“Are you going to give me the job or not?” she demands impatiently.
This is a recipe for disaster. And yet I light the fire anyway.
“You can start tomorrow.”
She looks relieved, and her blue eyes gleam as she looks at me. I really wish she’d stop looking at me.
“Thank you,” she says softly. “And Topher, I’m sorry.”
“About?” I prompt. “I can think of a few insults, so you’ll have to be more specific princess.”
She rolls her eyes. “I’m only sorry about one thing. Judging you because of your last name. Your family might be full of awful people, but that doesn’t mean you’re an awful person. You’re right, I don’t know you, and I shouldn’t have acted like I did.”
I lean closer to whisper in her ear. “Careful, princess. Those awful people you keep mentioning are still my family. And if we’re going to work together, you’re going to have to learn to keep your biased opinions to yourself, especially when it concerns my family.”

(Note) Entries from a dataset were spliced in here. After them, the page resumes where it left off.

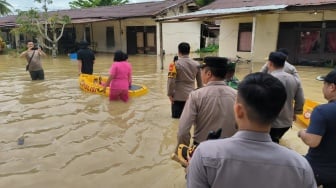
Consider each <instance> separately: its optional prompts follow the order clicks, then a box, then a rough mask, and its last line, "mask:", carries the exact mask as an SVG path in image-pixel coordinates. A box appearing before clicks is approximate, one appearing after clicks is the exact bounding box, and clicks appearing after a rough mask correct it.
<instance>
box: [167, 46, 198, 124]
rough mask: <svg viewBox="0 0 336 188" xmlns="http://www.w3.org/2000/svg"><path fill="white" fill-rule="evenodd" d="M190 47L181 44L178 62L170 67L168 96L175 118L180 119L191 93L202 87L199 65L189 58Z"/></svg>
mask: <svg viewBox="0 0 336 188" xmlns="http://www.w3.org/2000/svg"><path fill="white" fill-rule="evenodd" d="M189 53H190V45H189V44H188V43H186V42H181V43H180V44H179V45H178V60H176V61H175V58H174V62H172V63H171V64H170V65H169V72H168V81H167V96H168V97H169V100H170V102H171V110H172V117H173V118H180V116H181V113H182V111H183V108H184V105H185V102H186V100H187V98H188V95H189V93H190V92H191V91H192V90H194V89H195V79H196V81H197V87H202V81H201V75H200V71H199V68H198V65H199V63H198V62H196V61H194V60H192V59H191V58H190V57H189Z"/></svg>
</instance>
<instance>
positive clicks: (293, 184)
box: [187, 131, 316, 188]
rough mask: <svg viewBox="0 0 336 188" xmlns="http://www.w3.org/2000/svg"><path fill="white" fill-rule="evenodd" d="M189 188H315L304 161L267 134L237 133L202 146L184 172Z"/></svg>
mask: <svg viewBox="0 0 336 188" xmlns="http://www.w3.org/2000/svg"><path fill="white" fill-rule="evenodd" d="M187 187H189V188H206V187H209V188H210V187H211V188H223V187H229V188H247V187H251V188H263V187H265V188H316V183H315V178H314V174H313V171H312V169H311V167H310V165H309V163H308V162H307V160H306V159H305V158H304V157H303V156H301V155H300V154H298V153H296V152H295V151H293V150H290V149H288V148H286V147H283V146H280V145H279V144H276V143H273V142H272V140H271V138H270V135H269V134H268V133H260V132H259V133H258V132H252V131H239V132H237V133H236V134H235V135H234V136H232V137H231V138H226V139H220V140H210V141H206V142H203V143H201V144H200V145H199V146H198V147H197V149H196V151H195V153H194V154H193V156H192V158H191V161H190V164H189V166H188V169H187Z"/></svg>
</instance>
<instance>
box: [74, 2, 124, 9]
mask: <svg viewBox="0 0 336 188" xmlns="http://www.w3.org/2000/svg"><path fill="white" fill-rule="evenodd" d="M126 3H128V0H75V1H72V2H70V3H69V6H70V7H71V8H90V7H100V6H110V5H123V4H126Z"/></svg>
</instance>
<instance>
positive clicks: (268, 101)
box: [237, 72, 287, 125]
mask: <svg viewBox="0 0 336 188" xmlns="http://www.w3.org/2000/svg"><path fill="white" fill-rule="evenodd" d="M286 99H287V93H286V89H285V87H284V85H283V84H282V83H281V81H280V80H279V79H277V78H276V77H274V76H272V75H270V74H267V73H261V72H257V73H251V74H249V75H247V76H246V77H245V78H244V79H243V80H242V81H241V82H240V83H239V85H238V96H237V101H239V102H241V103H242V104H243V105H244V106H245V107H246V109H247V116H248V118H249V119H250V120H251V121H253V122H256V123H260V124H262V125H265V124H271V123H272V122H273V121H274V120H275V119H276V118H277V117H278V115H279V113H280V111H281V110H282V108H283V106H284V104H285V102H286Z"/></svg>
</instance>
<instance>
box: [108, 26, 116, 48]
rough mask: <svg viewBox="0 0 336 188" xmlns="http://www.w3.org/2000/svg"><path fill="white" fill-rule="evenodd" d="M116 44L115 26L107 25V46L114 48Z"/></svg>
mask: <svg viewBox="0 0 336 188" xmlns="http://www.w3.org/2000/svg"><path fill="white" fill-rule="evenodd" d="M114 46H115V39H114V28H113V27H106V47H108V48H112V47H114Z"/></svg>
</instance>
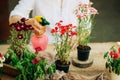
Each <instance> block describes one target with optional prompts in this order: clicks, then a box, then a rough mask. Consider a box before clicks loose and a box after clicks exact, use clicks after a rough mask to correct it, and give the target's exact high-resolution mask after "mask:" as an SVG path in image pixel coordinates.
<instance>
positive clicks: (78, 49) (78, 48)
mask: <svg viewBox="0 0 120 80" xmlns="http://www.w3.org/2000/svg"><path fill="white" fill-rule="evenodd" d="M91 5H92V3H89V4H83V3H80V4H79V5H78V6H77V8H76V10H75V15H76V17H77V19H78V27H77V45H78V46H77V50H78V60H81V61H86V60H88V58H89V51H90V50H91V48H90V46H88V43H89V41H90V38H91V37H90V34H91V30H92V29H93V21H94V17H95V15H96V14H97V10H96V9H95V8H93V7H91Z"/></svg>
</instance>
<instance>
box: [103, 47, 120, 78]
mask: <svg viewBox="0 0 120 80" xmlns="http://www.w3.org/2000/svg"><path fill="white" fill-rule="evenodd" d="M104 59H106V62H105V67H106V68H107V69H108V70H109V72H110V73H111V80H119V79H120V47H119V48H116V47H114V46H112V47H111V48H110V50H109V51H107V52H106V53H105V54H104Z"/></svg>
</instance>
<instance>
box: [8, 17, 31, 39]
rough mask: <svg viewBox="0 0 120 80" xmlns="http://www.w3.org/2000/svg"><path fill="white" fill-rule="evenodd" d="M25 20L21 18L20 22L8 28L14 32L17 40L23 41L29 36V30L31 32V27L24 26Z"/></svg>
mask: <svg viewBox="0 0 120 80" xmlns="http://www.w3.org/2000/svg"><path fill="white" fill-rule="evenodd" d="M26 20H27V19H25V18H22V19H21V20H20V21H18V22H16V23H12V24H11V25H10V27H11V28H12V29H14V31H15V32H16V33H17V34H16V35H17V37H16V38H18V39H23V38H26V37H27V34H29V33H28V32H29V30H33V27H32V26H31V25H26V23H25V21H26ZM11 33H12V32H11Z"/></svg>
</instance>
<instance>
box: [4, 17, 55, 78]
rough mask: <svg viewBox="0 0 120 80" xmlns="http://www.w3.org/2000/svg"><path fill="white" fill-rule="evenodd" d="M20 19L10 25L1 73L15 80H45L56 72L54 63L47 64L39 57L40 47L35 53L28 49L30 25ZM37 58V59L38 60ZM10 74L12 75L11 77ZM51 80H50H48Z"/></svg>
mask: <svg viewBox="0 0 120 80" xmlns="http://www.w3.org/2000/svg"><path fill="white" fill-rule="evenodd" d="M26 20H27V19H25V18H22V19H21V20H20V21H18V22H17V23H13V24H11V25H10V28H11V30H10V32H11V35H10V39H9V43H10V47H9V48H8V50H7V52H6V54H5V60H6V61H5V63H4V64H7V65H4V66H3V72H4V73H7V74H9V75H10V76H13V75H14V77H15V80H37V79H38V78H40V80H47V79H46V76H49V77H50V76H51V75H52V74H53V73H55V71H56V67H55V64H54V62H49V61H48V60H47V59H46V58H44V57H39V56H38V54H41V53H40V51H41V47H40V46H39V47H36V48H34V49H35V52H32V51H30V50H29V49H28V42H29V39H30V38H29V37H31V36H30V33H31V30H34V29H33V27H32V26H31V25H27V24H26V23H25V21H26ZM38 57H39V58H38ZM11 74H12V75H11ZM48 80H51V79H48Z"/></svg>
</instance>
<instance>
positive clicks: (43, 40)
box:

She swallows softly and nods. “Friends?”
Her voice is soft, her expression innocent. Seconds tick by as I stare at her stretched hands.
“What are you going to do when your father finds out that you decided to take a job working for a D’Angelo?”
“Let me worry about that,” she says fiercely.
When Katherine leaves, Cara’s waiting for me as soon as I turn around. She gives me a self-satisfied smirk, her arms crossed over her chest.
“So, how do you know Katie?”
“Right back at you,” I murmur, brushing past her and heading inside.
“We went to school together. It’s the Upper East Side, Topher. All rich folks know each other.”
She’s right. My family was pretty isolated growing up, so I’m not exactly immersed in the same social circles as them. Carlo went to a boarding school and then college abroad. Christian was forever a loner, always on the outside looking in. He never really cared about much except the family.
And then there’s me. I tried my best to be social, but I never really belonged. When your family’s infamous, you’re always regarded by everyone warily. It’s why despite how pissed I am at the way Katherine’s been treating me, I can’t blame her. A part of me was just hoping she would be different.
“Katherine’s a good person,” Cara says suddenly, pulling me from my thoughts. I turn to look at her with an arched eyebrow. “I’m just saying. I don’t know exactly how you know her, or how you two got tangled, but she’s a good person. She was kind to me in a school where everyone looked down on me for being the daughter of Corbin Oshiro.”
Cara’s dad’s pretty infamous in our circles, as well. When she was sixteen, he went to jail for embezzlement, tax evasion, and fraud. I can imagine how she must have been treated at school after that happened. I can also imagine Katherine being a decent person and not looking down on her because of her dad’s mistakes.
“What’s her being a good person got to do with me?” I grumble.
Cara’s eyes narrow. “Don’t make me regret bringing her here.”
“Easy, Car. You’re acting like I’ll do something terrible to her.”
“You might,” she shoots back.
“I won’t,” I say seriously.
Her eyes trail over my face, studying me. “Fine, I believe you. Just remember, Topher. Something terrible includes breaking her heart.”
That almost makes me laugh. I doubt I’m capable of doing that. Katherine’s not dumb, and I’m pretty sure she’s made sure her heart is locked up tight and shielded from me.
“That’s not going to happen, Cara. Katherine starts tomorrow. You can show her the ropes when she arrives. And no slacking—you’re on thin ice, Oshiro.”
She gives me a mock salute before walking away, and I take a second to consider how today has gone. And what Cara said. Katherine working here can only go two ways.
Either nothing happens and I’m worried for nothing—or it ends in an epic disaster.